CS 244 ’24: Replicating Results from “Sidekick: In-Network Assistance for Secure End-to-End Transport Protocols”


Team Members
Kamran Ahmed, Griffin Miller, Hari Vallabhaneni

Source
Sidekick: In-Network Assistance for Secure End-to-End Transport Protocols

GitHub
https://github.com/cs244-team/sidekick

Introduction

Performance-enhancing proxies (PEPs) have been used to improve the performance of TCP connections. However, these proxies are tightly coupled to the underlying protocol, making it difficult to modify and enhance the protocol without disrupting the PEPs’ functionality. As new transport protocols that provide end-to-end encryption (e.g. QUIC) are developed and become more popular, PEPs are fundamentally incompatible with these opaque protocols because the proxies can no longer access critical plaintext information like sequence numbers. Without compromising protocol security, a novel system was needed to address this incompatibility and provide the same benefits as a PEP.

The paper we have selected to replicate results from, “Sidekick: In-Network Assistance for Secure End-to-End Transport Protocols,” introduces a system that provides in-network assistance for fully opaque protocols. Yuan et al.’s main contribution is a selective acknowledgment mechanism called a quACK (“quick ACK”) that allows middleboxes to efficiently acknowledge packets without access to cleartext sequence numbers and without the need to modify the transport protocol; more broadly, sidekick protocols can be used by in-network intermediaries to send information along adjacent connections to assist endpoints of opaque transport protocols.
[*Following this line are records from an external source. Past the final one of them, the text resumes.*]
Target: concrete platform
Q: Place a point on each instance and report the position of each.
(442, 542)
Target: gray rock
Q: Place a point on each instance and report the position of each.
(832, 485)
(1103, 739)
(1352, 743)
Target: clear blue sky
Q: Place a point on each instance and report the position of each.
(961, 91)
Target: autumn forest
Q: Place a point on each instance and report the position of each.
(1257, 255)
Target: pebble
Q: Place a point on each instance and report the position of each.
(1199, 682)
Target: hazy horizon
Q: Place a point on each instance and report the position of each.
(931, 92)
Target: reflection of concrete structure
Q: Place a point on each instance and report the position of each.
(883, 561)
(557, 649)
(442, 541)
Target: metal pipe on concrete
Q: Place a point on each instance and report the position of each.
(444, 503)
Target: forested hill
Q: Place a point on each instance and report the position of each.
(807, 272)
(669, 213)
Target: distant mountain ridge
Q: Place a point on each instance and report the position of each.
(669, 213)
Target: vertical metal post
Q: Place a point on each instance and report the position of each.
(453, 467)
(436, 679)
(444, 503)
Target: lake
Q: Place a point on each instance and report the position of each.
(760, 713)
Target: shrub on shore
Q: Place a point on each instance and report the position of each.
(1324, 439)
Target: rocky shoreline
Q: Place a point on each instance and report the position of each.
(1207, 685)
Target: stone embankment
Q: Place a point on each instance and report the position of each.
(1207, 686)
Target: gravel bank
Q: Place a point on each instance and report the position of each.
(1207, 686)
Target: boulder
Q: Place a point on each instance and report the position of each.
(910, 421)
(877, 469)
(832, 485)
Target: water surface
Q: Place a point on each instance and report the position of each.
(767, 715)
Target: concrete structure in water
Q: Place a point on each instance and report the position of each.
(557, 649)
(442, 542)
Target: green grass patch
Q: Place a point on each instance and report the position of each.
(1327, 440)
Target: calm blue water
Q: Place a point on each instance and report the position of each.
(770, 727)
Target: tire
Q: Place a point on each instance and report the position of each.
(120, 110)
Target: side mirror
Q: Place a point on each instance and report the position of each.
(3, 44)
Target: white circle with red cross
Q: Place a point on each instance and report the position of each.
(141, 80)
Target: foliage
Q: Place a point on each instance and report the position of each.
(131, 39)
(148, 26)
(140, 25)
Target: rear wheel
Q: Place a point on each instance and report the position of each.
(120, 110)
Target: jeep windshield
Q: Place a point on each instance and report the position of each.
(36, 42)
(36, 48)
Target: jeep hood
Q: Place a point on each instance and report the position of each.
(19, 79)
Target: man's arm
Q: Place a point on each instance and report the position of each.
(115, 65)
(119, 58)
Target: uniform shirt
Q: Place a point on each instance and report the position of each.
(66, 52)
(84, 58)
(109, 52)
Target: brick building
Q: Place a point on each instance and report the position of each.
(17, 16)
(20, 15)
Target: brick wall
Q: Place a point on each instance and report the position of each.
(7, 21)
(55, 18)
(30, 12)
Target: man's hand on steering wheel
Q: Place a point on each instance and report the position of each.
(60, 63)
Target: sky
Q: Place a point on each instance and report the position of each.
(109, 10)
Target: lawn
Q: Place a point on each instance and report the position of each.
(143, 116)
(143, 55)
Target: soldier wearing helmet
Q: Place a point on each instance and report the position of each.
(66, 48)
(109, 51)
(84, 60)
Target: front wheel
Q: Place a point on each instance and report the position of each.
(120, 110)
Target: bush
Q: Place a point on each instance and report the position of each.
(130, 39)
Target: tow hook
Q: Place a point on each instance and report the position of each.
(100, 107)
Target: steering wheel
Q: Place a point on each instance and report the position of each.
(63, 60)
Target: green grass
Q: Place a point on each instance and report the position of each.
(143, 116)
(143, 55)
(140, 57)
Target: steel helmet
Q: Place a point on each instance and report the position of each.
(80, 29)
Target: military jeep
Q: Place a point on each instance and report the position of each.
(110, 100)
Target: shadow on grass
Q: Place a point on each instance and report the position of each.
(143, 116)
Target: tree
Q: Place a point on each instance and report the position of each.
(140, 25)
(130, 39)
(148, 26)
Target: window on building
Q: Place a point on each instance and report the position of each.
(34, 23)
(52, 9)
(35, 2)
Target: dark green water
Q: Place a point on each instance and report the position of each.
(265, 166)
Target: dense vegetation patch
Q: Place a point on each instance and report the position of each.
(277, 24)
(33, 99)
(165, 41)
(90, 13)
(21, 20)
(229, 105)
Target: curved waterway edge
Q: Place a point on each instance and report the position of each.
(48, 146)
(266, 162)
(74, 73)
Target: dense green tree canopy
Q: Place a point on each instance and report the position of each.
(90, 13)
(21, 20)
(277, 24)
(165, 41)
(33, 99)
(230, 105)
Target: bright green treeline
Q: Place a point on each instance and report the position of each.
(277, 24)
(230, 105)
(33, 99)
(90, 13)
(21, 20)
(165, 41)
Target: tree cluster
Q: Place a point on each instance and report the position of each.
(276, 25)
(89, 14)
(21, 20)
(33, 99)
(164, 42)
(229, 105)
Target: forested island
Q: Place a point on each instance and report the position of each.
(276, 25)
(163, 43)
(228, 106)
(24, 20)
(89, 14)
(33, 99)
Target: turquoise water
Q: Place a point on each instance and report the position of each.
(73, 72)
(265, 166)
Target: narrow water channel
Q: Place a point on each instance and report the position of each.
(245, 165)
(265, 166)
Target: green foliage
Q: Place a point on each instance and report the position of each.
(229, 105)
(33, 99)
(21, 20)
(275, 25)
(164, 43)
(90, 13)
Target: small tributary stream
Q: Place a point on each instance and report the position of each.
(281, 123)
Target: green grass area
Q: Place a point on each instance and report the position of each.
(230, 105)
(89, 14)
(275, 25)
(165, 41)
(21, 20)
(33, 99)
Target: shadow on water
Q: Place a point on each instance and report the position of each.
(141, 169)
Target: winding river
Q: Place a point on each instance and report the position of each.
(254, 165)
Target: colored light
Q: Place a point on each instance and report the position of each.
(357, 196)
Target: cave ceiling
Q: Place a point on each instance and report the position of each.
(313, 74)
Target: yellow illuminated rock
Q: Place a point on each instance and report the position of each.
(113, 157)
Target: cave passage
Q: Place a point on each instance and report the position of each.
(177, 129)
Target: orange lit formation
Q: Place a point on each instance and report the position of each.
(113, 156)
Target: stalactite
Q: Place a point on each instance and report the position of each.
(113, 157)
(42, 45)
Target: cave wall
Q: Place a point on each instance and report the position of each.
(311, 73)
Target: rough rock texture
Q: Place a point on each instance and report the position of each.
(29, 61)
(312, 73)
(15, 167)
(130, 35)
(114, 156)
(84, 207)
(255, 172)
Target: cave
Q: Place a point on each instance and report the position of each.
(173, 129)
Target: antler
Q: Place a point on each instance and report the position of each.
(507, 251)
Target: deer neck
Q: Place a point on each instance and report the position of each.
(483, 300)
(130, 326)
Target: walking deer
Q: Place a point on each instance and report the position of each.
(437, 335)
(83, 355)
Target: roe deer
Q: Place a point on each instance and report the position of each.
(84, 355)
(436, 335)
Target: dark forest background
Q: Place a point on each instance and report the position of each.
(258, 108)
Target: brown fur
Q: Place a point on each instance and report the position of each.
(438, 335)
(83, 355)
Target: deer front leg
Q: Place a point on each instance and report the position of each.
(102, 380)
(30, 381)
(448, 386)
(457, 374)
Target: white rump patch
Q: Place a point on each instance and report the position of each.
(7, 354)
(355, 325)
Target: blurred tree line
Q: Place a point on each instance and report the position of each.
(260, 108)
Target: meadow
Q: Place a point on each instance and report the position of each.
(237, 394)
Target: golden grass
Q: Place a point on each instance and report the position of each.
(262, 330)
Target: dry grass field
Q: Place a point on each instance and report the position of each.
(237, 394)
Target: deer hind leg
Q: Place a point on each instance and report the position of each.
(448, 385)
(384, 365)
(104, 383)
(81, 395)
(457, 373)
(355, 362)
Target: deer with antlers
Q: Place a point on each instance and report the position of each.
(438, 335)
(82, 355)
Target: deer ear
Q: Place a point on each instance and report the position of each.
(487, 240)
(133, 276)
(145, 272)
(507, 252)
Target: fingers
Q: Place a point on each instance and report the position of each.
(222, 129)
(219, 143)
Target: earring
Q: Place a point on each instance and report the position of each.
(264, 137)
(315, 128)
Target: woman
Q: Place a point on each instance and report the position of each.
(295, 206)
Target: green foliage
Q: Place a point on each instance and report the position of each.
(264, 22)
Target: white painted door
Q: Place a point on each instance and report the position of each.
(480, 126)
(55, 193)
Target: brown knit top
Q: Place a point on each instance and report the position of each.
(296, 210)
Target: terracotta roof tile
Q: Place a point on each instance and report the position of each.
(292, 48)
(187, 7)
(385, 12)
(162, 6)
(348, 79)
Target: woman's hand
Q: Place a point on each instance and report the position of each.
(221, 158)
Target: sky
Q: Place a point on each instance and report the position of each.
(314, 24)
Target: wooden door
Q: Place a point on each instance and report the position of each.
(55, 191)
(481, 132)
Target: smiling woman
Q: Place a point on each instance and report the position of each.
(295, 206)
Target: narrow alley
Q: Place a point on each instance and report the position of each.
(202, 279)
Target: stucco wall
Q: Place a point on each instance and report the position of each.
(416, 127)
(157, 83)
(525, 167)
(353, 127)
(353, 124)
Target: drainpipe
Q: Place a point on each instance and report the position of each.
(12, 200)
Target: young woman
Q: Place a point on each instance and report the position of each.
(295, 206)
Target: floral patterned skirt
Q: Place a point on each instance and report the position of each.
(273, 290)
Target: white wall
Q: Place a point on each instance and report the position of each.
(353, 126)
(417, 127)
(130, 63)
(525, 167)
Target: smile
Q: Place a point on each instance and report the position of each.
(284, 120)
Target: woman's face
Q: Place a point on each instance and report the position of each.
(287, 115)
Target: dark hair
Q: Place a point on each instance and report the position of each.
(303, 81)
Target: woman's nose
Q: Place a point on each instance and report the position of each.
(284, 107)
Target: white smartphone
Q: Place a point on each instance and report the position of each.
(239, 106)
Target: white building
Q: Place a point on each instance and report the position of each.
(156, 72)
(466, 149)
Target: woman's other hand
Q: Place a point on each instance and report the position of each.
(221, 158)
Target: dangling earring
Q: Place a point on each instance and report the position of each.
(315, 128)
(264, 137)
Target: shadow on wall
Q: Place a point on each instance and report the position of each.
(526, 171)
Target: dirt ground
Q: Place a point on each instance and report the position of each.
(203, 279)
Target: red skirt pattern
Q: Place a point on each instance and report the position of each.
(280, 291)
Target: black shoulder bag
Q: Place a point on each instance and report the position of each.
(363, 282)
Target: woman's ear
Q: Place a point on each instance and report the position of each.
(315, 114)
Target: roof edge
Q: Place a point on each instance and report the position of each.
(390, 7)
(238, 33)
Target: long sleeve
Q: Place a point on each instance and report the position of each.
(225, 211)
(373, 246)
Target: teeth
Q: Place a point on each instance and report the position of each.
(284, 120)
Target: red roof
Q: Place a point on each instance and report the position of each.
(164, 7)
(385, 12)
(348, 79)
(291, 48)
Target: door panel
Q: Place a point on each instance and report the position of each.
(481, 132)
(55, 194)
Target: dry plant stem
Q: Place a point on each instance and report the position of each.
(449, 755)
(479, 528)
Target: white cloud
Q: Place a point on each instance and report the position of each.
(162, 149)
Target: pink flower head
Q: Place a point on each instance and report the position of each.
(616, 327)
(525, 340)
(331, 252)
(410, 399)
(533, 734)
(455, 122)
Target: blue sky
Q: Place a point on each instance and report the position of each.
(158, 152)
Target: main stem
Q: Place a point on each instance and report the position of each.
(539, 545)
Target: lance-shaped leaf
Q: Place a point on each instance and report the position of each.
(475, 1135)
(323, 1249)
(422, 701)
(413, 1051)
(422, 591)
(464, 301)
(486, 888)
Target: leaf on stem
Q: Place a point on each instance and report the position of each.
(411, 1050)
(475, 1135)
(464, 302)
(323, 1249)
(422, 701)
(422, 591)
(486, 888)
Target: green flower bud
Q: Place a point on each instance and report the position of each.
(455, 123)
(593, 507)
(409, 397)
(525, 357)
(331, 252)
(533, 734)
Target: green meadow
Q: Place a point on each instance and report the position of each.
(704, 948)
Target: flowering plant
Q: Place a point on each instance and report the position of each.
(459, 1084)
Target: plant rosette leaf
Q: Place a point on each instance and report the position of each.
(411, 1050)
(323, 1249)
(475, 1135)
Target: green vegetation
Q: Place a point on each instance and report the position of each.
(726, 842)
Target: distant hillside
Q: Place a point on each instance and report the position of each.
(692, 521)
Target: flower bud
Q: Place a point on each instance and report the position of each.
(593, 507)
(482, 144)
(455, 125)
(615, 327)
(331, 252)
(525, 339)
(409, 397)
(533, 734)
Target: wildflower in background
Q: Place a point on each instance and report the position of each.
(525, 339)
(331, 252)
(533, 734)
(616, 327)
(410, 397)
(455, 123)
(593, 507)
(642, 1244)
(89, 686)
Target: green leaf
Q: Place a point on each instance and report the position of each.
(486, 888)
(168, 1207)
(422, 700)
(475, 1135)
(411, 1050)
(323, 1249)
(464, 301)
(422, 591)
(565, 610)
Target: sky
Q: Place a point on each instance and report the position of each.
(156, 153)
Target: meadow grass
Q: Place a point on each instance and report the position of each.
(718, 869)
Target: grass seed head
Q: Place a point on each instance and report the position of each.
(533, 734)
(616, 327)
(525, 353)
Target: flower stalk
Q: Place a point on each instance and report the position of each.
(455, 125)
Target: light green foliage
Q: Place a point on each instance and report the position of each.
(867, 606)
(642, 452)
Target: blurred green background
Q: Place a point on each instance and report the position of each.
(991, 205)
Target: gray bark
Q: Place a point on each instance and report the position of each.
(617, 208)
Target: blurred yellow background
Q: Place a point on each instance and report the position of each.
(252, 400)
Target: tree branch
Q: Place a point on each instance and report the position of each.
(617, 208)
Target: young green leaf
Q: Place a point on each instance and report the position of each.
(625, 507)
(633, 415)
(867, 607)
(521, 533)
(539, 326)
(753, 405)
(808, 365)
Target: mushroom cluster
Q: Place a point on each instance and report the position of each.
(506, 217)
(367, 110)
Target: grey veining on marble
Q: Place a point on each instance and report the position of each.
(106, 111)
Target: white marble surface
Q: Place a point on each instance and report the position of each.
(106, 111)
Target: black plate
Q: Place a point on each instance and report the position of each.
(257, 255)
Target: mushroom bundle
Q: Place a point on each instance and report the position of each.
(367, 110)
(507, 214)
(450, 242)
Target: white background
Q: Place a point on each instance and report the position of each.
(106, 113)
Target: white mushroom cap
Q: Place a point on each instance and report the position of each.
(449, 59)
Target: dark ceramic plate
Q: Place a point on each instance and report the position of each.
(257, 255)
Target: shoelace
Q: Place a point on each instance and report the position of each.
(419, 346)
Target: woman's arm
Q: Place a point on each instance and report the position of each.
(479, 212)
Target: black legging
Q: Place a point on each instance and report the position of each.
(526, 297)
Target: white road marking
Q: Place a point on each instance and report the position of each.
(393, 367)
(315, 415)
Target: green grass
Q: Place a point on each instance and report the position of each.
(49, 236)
The paper’s quACK mechanism uses some clever math to arrive at a solution that uses reasonable link overhead, is cumulative over all packets sent, and is efficient to decode. The original paper examines some “strawman” quACK solutions that fail to provide all of these properties: sending an acknowledgment back for every packet is the simplest solution, but uses significant link overhead, and also is not cumulative—because quACKS can be dropped themselves, the sender could misinterpret a dropped quACK as a dropped packet and spuriously retransmit a packet that the proxy received. A cumulative solution that uses a low link overhead is hashing all the received packets together and sending this hash along with the count received; unfortunately, the sender basically has to brute-force the hash to determine the missing packets, so the decode time becomes unreasonable with a non-trivial number of packets.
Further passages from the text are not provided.